Wet Side Edge has a number of intermediate tops including Little Carrs (2270 ft), Hell Gill Pike (2172 ft) and Rough Crags (1600 ft). To the north of the ridge is Wrynose Pass, the only connection for vehicles between Langdale and the Duddon Valley, and the route of a Roman road. Across the pass are Cold Pike and Pike of Blisco, and behind them the ground rises toward the Scafells. The top of the pass at (1290 ft), although facilitating access from east to west, does not sit on any obvious ridge descending from Great Carrs.
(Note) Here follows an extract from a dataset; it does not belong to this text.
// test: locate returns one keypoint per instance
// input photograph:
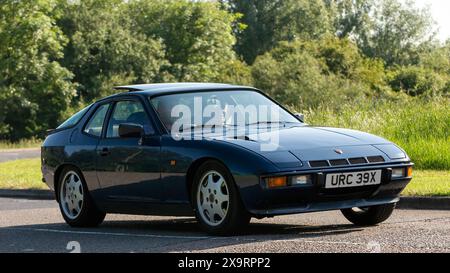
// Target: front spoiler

To the west of Great Carrs long slopes fall to the head of the Duddon valley as the river begins its long journey from Wrynose to the Duddon Sands. There are isolated features such as Mart Crag and the deep gully of Hell Gill, but these flanks are generally unfrequented.

==Geology==
The Wet Side Edge Member (andesitic lapilli tuff) and Long Top Member (rhyolitic tuff) recur in faulted bands across the fell.

==Air crash==
The ridge southward to Swirl How is named Top of Broad Slack, Broad Slack being a ferociously steep grass slope climbing out of Greenburn between the crags. This is the site of a wartime air crash and bears the sad remains of a Royal Canadian Air Force Handley Page Halifax bomber. The undercarriage, together with a wooden cross and memorial cairn is on the top of the ridge with the rest of the wreckage spread down Broad Slack. During a night time navigation exercise in 1944, the RCAF Halifax from RAF Topcliffe in North Yorkshire became lost in thick cloud while over the north west of England. In an attempt to wait out the blanket of grey, they circled in hope the cloud would clear, ultimately becoming hopelessly lost. To try to get a visual fix for the navigator, the pilot dropped the bomber out of the cloud base, with no knowledge of what was below him. Unfortunately, for both him, the crew and the aircraft, they were greeted by the great rising fells of Swirl How and Great Carrs. With no time to react, the aircraft hit the mountainside killing all on board. Despite the crew perishing in the impact, the bomber remained largely intact and, to prevent other aircraft from spotting it and reporting it repeatedly, the wreckage was cut into a number of smaller, moveable pieces and discarded down Broad Slack, where parts of it are still visible today. Over the years, two of the four Rolls-Royce engines were recovered from the crash site by an RAF helicopter, one of which is now on display at the Ruskin Museum in Coniston. In contrast to the craggy scarp of the east face, the western slope of the ridge descends over grass to the col of Fairfield, forming a tilted triangular plateau. Across Fairfield is the rocky top of Grey Friar.

==Summit==
The summit of Great Carrs is marked by a small cairn on grass, perched above the rocky abyss of the head of Greenburn. The view to the north takes in serried ranks of fells while in other directions the Isle of Man and Pennines can be seen.

==Ascents==
Climbs from Little Langdale via Wet Side Edge provide the most popular direct route up Great Carrs. The Edge can also be gained near the top from the summit of Wrynose Pass. Pathless ascents via Hell Gill or Broad Slack are also possible, but many other walkers will arrive on Great Carrs from Swirl How or Grey Friar.